Don’t think we’re going to fall for the “America is broken, and only I can fix it” routine. The wise and wealthy businessman Warren Buffett said recently that America is in fine shape. I tend to trust Warren Buffett’s judgment.
The candidates, many of them, want to make us fear, and then tell us who to blame for it, whether it’s incumbents, their current opponents in the Great Sword Drill, or journalists.
Back in the 1950s, during the Congressional witch hunts for closeted Communists, some extremist politicians played the fear card quite well, sabotaging careers and ruining friendships. The legendary and revered journalist Edward R. Murrow, said it best back then:
“We will not walk in fear, one of another. We will not be driven by fear into an age of unreason, if we dig deep in our history and our doctrine, and remember that we are not descended from fearful men – not from men who feared to write, to speak, to associate and to defend causes that were, for the moment, unpopular.”.
Wouldn’t it be nice if that were required reading prior to a presidential debate?
Question of the month: If my phone is so smart, why does it “alert” me to stuff I already know?
Chattanooga, which seven years ago scored a coup when it won, over competing U.S. cities, a Volkswagen manufacturing plant, shouldn’t hang its head over VW’s disgrace concerning cheating on vehicle emissions testing. It’s not like German engineers and executives hatched the idea while on a cursory tour of The Chatt plant,
More troubling might be how the scandal eventually affects VW sales in the southeastern U.S. … and jobs in Chattanooga.
In the bigger picture, the Volkswagen scandal will become a case study in law schools and public relations seminars, because the automaker initially did everything wrong. It gave curt and imprecise answers as the news broke, apparently not understanding that when lawyers and journalists smell blood, they move in next door.
Anheuser-Busch InBev, better known to you as Budweiser, with a brewery in Cartersville, is trying out a new product, Bud Light Apple, an apple-flavored beer. You can buy it now, because Georgia is the test market. A brand manager at Anheuser-Busch InBev called Georgia “a microcosm of the U.S.”
We’ve been called worse.
Russian athletes could be banned from next year’s Olympics. It has long been the world’s worst-kept secret that Russia, and the Soviet Union before it, cheated in sports. Now, the World Anti-Doping Agency has released its first statistics on doping violations. Russia came in first by a wide margin, followed by Turkey. If you’re keeping score at home, the U.S. came in 11th on the cheating scale.

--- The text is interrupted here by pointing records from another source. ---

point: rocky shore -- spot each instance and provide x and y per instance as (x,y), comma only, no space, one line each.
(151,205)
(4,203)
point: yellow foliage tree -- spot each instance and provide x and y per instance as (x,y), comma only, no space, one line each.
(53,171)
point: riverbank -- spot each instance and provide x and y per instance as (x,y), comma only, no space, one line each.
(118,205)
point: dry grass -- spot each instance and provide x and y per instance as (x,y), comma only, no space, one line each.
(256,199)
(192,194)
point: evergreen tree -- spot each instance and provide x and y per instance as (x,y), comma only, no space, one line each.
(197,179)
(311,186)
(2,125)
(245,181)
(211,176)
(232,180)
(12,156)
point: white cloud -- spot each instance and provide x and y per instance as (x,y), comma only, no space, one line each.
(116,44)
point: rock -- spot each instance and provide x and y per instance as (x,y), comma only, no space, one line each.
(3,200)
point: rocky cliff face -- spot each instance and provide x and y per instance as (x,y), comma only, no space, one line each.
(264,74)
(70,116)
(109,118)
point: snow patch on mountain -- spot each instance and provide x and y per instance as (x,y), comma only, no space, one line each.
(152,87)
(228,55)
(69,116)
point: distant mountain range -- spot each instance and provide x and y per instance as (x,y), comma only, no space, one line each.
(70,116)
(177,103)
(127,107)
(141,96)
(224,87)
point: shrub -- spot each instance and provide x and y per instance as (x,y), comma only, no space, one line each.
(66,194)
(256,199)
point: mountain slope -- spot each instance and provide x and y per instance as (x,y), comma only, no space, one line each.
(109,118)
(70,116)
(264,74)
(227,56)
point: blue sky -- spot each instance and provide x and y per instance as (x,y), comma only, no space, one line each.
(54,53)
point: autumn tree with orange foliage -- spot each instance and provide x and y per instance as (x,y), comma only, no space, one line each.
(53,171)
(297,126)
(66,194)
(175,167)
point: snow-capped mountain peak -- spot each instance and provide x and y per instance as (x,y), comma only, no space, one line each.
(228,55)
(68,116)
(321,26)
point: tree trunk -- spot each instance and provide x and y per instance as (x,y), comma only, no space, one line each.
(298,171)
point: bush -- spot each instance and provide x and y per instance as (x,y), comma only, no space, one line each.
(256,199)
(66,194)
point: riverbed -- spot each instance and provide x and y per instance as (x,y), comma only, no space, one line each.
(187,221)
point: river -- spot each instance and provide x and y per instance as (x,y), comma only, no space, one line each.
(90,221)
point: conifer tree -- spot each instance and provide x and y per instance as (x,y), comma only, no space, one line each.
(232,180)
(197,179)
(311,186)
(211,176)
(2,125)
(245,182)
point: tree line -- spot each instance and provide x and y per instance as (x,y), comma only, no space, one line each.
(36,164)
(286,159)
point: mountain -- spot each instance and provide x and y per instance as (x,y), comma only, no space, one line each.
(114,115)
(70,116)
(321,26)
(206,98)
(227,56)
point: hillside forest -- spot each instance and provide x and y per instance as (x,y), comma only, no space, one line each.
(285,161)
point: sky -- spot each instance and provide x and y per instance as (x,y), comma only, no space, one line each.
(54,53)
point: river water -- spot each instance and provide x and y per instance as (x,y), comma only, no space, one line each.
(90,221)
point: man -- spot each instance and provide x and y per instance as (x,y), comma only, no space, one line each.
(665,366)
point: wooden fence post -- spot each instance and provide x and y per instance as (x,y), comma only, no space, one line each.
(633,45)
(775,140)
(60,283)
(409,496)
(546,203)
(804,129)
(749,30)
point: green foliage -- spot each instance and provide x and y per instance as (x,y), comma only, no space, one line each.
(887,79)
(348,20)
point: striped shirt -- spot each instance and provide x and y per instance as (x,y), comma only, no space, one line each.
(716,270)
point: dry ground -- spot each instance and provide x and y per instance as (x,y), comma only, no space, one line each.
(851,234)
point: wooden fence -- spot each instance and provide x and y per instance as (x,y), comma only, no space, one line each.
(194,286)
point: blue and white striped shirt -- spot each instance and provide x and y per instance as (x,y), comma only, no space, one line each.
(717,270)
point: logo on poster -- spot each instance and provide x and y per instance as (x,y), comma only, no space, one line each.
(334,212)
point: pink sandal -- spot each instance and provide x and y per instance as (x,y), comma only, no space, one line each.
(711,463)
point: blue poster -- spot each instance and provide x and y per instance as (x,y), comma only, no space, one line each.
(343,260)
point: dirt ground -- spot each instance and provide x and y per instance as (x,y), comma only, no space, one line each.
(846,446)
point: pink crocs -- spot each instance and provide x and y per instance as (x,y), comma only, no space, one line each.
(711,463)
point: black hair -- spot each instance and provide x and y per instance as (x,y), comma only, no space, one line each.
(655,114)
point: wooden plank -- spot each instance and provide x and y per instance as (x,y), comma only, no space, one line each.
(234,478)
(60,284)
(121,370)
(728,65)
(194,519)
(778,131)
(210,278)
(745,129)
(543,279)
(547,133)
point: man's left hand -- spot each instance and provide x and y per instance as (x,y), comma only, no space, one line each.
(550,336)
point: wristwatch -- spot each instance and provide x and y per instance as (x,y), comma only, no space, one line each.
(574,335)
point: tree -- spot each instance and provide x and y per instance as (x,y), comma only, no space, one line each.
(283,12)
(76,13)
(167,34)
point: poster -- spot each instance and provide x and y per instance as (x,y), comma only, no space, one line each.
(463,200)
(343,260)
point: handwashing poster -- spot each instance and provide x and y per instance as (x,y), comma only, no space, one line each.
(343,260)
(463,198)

The annual outcry over a non-existent “war on Christmas” found a convenient target this year in Starbucks. Seems the coffee chain switched to plain red cups this season, instead of cups adorned with snowflakes, reindeer or other secular images associated with the holiday.
I agree with those who say “put Christ back in Christmas.” But you do that by participating in the numerous offerings in churches and on campuses during the Advent season, not by raging against the machine and then only showing up for a Sunday service that falls closest to Dec. 25. Besides, I don’t think Jesus ever built a snowman or saw a reindeer.
On the subject of culinary franchises, McDonald’s, has thrown down the gauntlet, or the cholesterol, or something or other, in a direct challenge to Waffle House. The hamburger empire will now serve breakfast 24 hours a day. I wouldn’t worry if I were WH, for three reasons: First, there are several Waffle Houses in all directions within 100 yards of any highway junction in the South. Not so with Mickey D’s. Second, no one ever wrote a country song about an Egg McMuffin.
Third, pimply high school girls don’t have much to talk about. On the other hand, middle-aged, bleached, wrinkled Waffle House waitresses in uniforms that are always too tight have enough stories for a weekend.
Or maybe two.
Bryant Steele has won awards for business reporting, feature writing and opinion columns, and is based in Rome.